Although I am really bad at it (especially in real life), I love giving gifts. I would say that giving gifts is my "love language", except love languages don't exist. I will come up with any excuse to give someone a gift.
On the other hand, I hate getting gifts sent to me by other people, and I don't know why. I don't hate the actual gift, but there is so much anticipation leading up to it. Anticipation is good and fun, but the problem for me is that there is too much anticipation, to the point where it becomes stressful.
This happened to me this morning. I saw an email in my inbox, and I knew exactly what it was going to be. But I didn't want to open it. So I avoided it, and kept avoiding it. However, at the same time I felt "hey, maybe I should open this".
So, I started slowly and dramatically moving my mouse towards the email, like this was a video essay about to reach the climax. But then I would quickly move the mouse away, focusing on some random window, distracting myself in the Windows settings. This would continue for about an hour.
I eventually decided that I was going to open this email. I had work that needed to be done at the computer, and my phone was at 43%. So, I clicked the email and walked away. The thing was that if I came back to my computer (which I would need to do) I would see the email once I signed back into Windows.

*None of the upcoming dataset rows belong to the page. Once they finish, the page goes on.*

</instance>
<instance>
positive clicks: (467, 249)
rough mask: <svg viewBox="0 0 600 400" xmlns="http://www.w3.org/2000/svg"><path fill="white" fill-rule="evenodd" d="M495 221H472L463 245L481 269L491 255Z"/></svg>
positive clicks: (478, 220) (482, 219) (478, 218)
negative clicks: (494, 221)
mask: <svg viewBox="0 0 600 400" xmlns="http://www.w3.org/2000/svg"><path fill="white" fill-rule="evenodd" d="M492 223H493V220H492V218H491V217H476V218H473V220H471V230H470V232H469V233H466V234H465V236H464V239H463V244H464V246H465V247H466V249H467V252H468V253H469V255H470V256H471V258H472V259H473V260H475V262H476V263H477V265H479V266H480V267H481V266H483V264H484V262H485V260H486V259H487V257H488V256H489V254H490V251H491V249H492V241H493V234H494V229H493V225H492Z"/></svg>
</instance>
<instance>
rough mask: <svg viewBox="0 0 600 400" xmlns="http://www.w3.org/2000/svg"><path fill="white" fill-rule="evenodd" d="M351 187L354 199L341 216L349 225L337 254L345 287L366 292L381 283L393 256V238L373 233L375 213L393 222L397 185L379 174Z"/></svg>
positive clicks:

So after about 20 minutes I come back in. When I logged in I saw the email, but only the header. So, I hesitated a little more. I eventually set a 1 minute timer, and forced myself to look at it once the timer hit 0. So I scrolled down and then immediately shifted my focus towards the bottom left corner of my screen, and proceeded to do all my work in that corner for 15 minutes, ignoring the email the entire time.
I want to be able to receive gifts, I love it. Every digital gift I have received is stored as a slideshow on my lock screen. But it's just so hard and stressful. Sometimes I carry out this process for an entire week.